Ukraine’s dam break is posing “no short-term risk” to Europe’s biggest atomic plant, despite falling water levels in a reservoir used to cool its reactors, according to the UN nuclear watchdog agency.
Ukraine’s Kakhovka hydroelectric dam was breached on Tuesday following an attack that Moscow and Kyiv have blamed on each other.
The Kakhovka dam sits on the Dnipro river, which feeds a reservoir providing cooling water for the Russian-occupied Zaporizhzhia nuclear power station, Europe’s largest, some 150 kilometres (90 miles) upstream.
– ‘No immediate risk’ –
The International Atomic Energy Agency (IAEA) — which has a team of experts at the plant — said late Tuesday that it saw “no short-term risk to nuclear safety and security”.
Though the reservoir’s water level is falling, the facility has “back-up options available”, the IAEA said in a statement.
Karine Herviou, the deputy head of France’s IRSN nuclear safety regulator, also told AFP there was “no immediate risk to the safety of the plant”.
The plant’s Russian-installed director, Yuri Chernichuk, has insisted there was no security threat to the plant.
But Ukraine — which in 1986 suffered the devastating Chernobyl nuclear disaster — sounded the alarm.
Ukrainian presidential aide Mykhaylo Podolyak said on Tuesday that the world “once again finds itself on the brink of a nuclear disaster”.
– Depleting reservoir –
Water levels were dropping by nine centimetres (3.5 inches) per hour in the reservoir above the dam, up from five centimetres early on Tuesday, IAEA head Rafael Grossi said in a statement.
Water in the reservoir was at around 15.44 metres late Tuesday, he added. When the level drops below 12.7 metres, then water can no longer be pumped to the plant, Grossi warned.
“As the full extent of the damage to the dam is not yet known, and the water loss rate is fluctuating, it is not possible to predict exactly when this might happen,” Grossi said, adding that the key level “could be reached in the next couple of days”.
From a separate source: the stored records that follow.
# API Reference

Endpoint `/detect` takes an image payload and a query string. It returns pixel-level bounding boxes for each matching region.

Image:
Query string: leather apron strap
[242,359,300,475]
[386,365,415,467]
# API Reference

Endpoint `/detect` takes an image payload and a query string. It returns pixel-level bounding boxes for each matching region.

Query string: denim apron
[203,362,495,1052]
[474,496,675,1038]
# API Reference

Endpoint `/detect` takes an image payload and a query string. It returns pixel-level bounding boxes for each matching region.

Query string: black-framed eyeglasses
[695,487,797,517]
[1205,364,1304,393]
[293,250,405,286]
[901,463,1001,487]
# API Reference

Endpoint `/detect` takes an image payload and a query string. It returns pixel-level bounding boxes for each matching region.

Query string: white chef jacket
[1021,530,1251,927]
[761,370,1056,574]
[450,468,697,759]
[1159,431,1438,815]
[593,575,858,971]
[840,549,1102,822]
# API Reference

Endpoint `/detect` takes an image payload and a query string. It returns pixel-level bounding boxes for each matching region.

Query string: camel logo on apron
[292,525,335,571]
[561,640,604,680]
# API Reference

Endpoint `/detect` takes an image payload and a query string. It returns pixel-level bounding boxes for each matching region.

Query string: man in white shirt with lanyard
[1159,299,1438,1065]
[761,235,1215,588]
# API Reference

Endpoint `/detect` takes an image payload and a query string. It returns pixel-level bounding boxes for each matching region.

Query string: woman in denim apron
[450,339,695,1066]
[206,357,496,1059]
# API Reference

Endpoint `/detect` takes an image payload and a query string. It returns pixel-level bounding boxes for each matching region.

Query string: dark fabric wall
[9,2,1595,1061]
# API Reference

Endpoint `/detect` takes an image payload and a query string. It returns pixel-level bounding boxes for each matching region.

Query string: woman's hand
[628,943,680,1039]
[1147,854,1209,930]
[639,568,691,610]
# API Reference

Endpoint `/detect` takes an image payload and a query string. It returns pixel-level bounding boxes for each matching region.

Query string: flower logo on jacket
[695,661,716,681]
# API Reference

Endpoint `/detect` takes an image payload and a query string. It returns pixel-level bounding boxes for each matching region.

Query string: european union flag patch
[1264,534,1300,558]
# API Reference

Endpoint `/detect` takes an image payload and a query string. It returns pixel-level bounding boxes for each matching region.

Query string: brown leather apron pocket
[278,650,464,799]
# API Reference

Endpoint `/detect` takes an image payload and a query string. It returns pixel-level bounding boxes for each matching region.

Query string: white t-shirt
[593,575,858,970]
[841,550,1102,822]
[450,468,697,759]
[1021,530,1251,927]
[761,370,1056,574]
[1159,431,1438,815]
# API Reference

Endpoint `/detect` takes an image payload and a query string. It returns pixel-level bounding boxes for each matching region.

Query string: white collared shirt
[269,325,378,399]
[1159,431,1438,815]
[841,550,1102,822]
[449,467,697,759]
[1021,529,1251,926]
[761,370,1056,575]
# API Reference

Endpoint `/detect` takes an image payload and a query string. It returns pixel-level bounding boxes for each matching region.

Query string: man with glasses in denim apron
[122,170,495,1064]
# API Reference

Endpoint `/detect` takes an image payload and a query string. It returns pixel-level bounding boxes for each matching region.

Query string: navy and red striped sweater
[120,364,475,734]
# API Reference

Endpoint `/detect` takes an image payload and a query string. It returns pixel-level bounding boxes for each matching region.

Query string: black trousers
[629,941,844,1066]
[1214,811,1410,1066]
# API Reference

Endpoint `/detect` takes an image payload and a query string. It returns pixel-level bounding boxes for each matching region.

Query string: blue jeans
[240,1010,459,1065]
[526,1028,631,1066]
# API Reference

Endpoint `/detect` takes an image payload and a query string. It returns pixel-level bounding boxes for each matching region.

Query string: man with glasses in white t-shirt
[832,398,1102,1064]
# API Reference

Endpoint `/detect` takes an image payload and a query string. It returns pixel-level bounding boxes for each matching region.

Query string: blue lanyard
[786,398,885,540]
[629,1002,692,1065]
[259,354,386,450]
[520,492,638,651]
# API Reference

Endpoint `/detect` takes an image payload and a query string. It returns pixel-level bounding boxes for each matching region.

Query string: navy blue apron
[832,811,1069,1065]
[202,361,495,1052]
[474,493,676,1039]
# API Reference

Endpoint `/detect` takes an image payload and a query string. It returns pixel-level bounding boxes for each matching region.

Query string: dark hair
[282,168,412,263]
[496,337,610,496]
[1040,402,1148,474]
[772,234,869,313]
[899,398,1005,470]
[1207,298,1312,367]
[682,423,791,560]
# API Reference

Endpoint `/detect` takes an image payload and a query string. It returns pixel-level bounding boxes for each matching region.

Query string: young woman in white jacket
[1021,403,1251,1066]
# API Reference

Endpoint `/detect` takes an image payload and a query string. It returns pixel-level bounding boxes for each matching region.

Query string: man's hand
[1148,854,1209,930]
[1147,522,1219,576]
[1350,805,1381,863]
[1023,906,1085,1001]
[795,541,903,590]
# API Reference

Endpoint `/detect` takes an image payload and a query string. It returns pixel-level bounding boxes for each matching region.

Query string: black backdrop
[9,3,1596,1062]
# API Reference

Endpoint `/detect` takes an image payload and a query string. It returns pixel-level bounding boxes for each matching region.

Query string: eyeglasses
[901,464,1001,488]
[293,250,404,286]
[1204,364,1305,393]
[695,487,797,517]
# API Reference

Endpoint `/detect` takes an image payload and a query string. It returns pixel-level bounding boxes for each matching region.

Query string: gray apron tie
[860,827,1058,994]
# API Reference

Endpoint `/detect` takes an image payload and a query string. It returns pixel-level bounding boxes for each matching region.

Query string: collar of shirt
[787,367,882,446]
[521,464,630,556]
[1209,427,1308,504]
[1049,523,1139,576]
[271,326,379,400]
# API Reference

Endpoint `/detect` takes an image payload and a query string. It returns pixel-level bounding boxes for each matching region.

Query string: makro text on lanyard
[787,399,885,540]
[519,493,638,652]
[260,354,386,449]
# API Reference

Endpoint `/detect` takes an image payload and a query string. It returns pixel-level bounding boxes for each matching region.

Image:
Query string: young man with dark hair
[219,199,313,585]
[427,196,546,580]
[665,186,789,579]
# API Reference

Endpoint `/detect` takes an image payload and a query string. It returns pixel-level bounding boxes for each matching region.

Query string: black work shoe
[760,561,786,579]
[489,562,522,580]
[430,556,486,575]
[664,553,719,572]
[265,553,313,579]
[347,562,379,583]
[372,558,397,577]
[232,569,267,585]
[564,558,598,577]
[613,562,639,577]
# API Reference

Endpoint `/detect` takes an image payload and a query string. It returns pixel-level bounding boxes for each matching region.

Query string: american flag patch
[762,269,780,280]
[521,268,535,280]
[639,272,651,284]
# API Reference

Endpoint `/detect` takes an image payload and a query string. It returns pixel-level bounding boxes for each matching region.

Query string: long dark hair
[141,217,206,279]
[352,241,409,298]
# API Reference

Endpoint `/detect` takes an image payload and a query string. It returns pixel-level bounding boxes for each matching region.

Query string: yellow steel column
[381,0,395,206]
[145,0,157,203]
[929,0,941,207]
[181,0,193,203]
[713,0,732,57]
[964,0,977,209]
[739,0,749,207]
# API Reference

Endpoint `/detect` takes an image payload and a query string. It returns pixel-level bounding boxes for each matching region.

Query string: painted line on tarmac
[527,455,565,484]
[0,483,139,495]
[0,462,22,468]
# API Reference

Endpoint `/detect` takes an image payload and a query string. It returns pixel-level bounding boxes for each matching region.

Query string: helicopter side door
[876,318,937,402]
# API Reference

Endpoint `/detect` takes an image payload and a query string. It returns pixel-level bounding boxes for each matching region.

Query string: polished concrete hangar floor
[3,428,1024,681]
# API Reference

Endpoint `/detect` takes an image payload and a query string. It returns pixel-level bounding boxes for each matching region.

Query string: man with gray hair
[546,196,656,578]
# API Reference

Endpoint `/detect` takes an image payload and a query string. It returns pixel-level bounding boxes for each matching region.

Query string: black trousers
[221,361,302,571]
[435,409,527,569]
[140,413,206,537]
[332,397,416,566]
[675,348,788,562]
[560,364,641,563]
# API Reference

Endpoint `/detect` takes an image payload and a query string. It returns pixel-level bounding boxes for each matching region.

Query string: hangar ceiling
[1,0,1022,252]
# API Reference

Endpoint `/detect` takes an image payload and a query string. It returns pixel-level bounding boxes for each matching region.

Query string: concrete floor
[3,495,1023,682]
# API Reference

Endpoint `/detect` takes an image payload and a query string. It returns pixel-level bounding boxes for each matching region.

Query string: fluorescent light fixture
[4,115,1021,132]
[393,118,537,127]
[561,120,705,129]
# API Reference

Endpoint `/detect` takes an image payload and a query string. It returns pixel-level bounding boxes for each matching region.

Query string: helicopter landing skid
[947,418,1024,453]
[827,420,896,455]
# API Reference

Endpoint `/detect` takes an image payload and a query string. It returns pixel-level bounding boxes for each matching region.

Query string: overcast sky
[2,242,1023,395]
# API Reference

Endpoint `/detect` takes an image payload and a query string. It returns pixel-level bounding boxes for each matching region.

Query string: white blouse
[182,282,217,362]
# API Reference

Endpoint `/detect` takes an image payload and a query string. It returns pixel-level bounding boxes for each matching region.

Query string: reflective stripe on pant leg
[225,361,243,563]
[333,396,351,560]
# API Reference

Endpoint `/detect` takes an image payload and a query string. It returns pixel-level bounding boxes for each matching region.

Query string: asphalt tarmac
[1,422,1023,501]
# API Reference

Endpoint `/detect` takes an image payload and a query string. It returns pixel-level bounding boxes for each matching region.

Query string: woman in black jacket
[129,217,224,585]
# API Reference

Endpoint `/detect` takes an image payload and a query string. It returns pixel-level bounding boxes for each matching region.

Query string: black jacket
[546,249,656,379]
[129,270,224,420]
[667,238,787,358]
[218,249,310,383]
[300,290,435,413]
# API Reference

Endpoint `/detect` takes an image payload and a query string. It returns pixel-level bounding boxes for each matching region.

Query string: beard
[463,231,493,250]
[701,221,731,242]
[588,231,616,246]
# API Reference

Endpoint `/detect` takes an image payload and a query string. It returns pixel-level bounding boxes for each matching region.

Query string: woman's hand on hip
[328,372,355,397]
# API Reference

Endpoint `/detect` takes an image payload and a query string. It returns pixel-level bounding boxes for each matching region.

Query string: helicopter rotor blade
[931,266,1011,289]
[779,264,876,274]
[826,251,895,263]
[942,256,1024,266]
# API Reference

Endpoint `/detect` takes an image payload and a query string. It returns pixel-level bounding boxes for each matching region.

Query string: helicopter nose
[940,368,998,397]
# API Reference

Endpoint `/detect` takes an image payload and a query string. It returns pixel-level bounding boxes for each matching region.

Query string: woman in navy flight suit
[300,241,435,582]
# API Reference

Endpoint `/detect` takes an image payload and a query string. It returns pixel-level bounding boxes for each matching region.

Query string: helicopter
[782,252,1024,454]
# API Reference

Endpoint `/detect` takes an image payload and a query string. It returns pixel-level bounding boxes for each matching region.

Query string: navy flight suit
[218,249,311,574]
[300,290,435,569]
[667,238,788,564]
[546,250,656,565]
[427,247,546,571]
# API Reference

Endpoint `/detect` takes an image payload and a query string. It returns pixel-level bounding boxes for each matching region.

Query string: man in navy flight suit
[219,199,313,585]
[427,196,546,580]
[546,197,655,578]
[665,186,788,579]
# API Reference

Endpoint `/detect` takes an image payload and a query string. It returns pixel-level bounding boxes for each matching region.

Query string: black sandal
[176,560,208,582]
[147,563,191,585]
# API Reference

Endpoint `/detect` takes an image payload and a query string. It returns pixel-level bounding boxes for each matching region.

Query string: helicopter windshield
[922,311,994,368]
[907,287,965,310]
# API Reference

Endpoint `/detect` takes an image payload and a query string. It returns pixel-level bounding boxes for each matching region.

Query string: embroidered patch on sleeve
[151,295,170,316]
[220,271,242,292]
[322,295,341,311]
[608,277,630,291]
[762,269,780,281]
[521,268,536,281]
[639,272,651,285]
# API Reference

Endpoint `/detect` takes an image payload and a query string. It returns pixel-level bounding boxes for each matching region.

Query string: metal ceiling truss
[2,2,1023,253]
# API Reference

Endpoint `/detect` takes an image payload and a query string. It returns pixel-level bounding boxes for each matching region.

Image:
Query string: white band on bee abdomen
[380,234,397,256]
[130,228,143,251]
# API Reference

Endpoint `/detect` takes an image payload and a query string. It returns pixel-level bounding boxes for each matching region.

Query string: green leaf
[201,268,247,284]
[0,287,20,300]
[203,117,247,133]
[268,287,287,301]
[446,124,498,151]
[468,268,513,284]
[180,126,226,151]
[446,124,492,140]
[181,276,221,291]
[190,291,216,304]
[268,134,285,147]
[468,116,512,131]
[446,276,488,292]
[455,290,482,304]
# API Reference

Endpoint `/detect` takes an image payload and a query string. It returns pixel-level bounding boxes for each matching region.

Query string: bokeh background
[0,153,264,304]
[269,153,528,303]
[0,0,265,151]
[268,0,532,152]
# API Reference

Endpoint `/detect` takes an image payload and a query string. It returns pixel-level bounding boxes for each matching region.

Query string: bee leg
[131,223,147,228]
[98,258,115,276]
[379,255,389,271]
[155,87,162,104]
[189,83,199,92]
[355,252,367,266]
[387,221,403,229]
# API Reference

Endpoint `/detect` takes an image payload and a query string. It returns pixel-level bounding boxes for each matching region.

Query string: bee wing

Existing water at the plant in cooling ponds and elsewhere can then still be used “for some time” to cool the reactors and the spent fuel pools in the reactor buildings, Grossi added.
Additionally, a large cooling pond next to the site is “currently full and has enough in storage to supply the plant for several months as its six reactors are in shutdown mode”, Grossi said.
“It is therefore vital that this cooling pond remains intact… I call on all sides to ensure nothing is done to undermine that,” Grossi told a meeting of the agency’s board of governors, adding he will visit the plant next week.
The plant can also access a deep water-filled excavation in its cargo port area, as well as the water system of the nearby city of Enerhodar and use mobile pumps and firefighter trucks to fetch water.
Plant staff have already implemented measures to limit the consumption of water, using it only for “essential nuclear-safety related activities”.
“There is a preparedness for events like this (the dam being damaged)… But clearly, this is making an already very difficult and unpredictable nuclear safety and security situation even more so,” Grossi said.
Herviou, too, said the damaged dam was “worsening” the situation at the plant, but “in any case, we have time” to look for solutions.
– Shut-down reactors –
The plant’s reactors have already been shut down, but they still need cooling water to ensure there is no nuclear disaster.
“Absence of cooling water in the essential cooling water systems for an extended period of time would cause fuel melt and inoperability of the emergency diesel generators,” Grossi warned.
Herviou also said the fact that the reactors have been shut down for several months — the last one in September — was “good news”.
“The impact is therefore lower,” she added.
Grossi has repeatedly called for the protection of the plant as shelling has taken place near it and also several times disrupted its crucial power supply.